Following a lean approach the typical cycle repeated is “Build, Measure, Learn”. This requires a MVP (Minimal Viable Product) or perhaps more accurately MVE (Minimal Viable Experiment) to test the hypothesis presented by the embryonic idea. There are many forms of experiment to learn more about the hypothesis, some require significant more investment than others.
If the lean mantra, “Build, Measure, Learn” is not taken literally then the experimentation may not require anything to be built - the build stage can be a customer interview.
Before customers can be interviewed the “Build” stage does require some effort, you need to define the following:
- Who is the customer? Or, who is the addressable market?

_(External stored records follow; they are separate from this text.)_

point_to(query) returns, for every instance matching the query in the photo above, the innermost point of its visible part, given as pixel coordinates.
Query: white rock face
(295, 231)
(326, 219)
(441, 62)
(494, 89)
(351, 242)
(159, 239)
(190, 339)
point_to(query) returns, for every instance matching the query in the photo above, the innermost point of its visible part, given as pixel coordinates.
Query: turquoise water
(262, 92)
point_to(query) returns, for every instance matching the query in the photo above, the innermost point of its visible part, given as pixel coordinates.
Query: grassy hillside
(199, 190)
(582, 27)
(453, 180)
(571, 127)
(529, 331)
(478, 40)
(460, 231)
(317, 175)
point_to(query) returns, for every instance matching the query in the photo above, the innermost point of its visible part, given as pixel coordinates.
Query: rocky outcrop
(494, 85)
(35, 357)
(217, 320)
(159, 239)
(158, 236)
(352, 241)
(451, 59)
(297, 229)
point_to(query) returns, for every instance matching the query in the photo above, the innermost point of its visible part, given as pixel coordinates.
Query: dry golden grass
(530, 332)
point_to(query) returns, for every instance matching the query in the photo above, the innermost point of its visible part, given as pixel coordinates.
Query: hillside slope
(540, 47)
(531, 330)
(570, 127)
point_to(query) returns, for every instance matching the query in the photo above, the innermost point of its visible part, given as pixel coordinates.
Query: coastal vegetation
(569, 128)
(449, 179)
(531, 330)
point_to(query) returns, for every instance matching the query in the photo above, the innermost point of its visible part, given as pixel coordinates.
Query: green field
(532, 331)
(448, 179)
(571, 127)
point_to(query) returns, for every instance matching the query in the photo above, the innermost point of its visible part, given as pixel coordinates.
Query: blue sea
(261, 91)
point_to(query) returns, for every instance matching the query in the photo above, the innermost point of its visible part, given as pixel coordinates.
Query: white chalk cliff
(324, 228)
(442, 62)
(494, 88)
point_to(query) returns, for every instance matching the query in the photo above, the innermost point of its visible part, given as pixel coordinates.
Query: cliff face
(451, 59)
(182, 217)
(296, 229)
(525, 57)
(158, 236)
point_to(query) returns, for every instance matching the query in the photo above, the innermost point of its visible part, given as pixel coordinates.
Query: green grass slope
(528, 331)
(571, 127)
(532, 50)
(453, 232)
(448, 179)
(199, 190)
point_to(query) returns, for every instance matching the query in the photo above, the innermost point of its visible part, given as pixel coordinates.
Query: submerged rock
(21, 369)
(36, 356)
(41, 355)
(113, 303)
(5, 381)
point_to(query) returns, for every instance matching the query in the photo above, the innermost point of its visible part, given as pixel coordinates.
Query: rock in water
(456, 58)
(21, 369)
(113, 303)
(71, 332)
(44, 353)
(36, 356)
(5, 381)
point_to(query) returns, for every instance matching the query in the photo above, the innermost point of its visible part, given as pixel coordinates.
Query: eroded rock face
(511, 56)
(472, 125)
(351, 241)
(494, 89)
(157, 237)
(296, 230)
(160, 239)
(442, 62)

- What is the monitisable pain your idea solves?
- In a few brief sentences how does your solution solve that pain?
- It unusual to find a pain not solved by anyone else, so what makes your solution different?
That is the “Build” done, now time to “deploy” which requires you to talk preferably face to face or over Skype with potential (or existing) customers from the segment you defined.
When interviewing customers do not sell to them, the aim is to learn from them, these tips will help you:
- If possible it, helps to have a colleague so you can talk and they can scribe.
- Consider your "talk to listen" ratio and make sure you are doing the listening.
- Take notes throughout the interview.
- After introducing yourself define the problem and ask if they have it. (If they don’t there is no point talking to them any further)
- Ask how they handle the problem today.
- Breifly, without waffle and going into sales mode, explain your solution and ask if this solves their problem and why.
After three to six interviews its is time to “Measure”. Review the findings into concise points. What have you learned? Do the findings validate your hypothesis, do you want to reshape the hypothesis based on your new findings? Your MVE (Minimal Viable Experiment) is complete. Your first cycle of the lean “Build, Measure, Learn” process is in the bank.
It is normal that your learning give you cause to to reshape your hypothesis. This is the start of your next iteration of the “Build, Measure, Learn” process. My personal preference is to repeat this cycle until you can interview 6 customers and not want to reshape your hypothesis - at this point you may have learned all you can from customer interviews. It is now time to progress to a different type of experiment.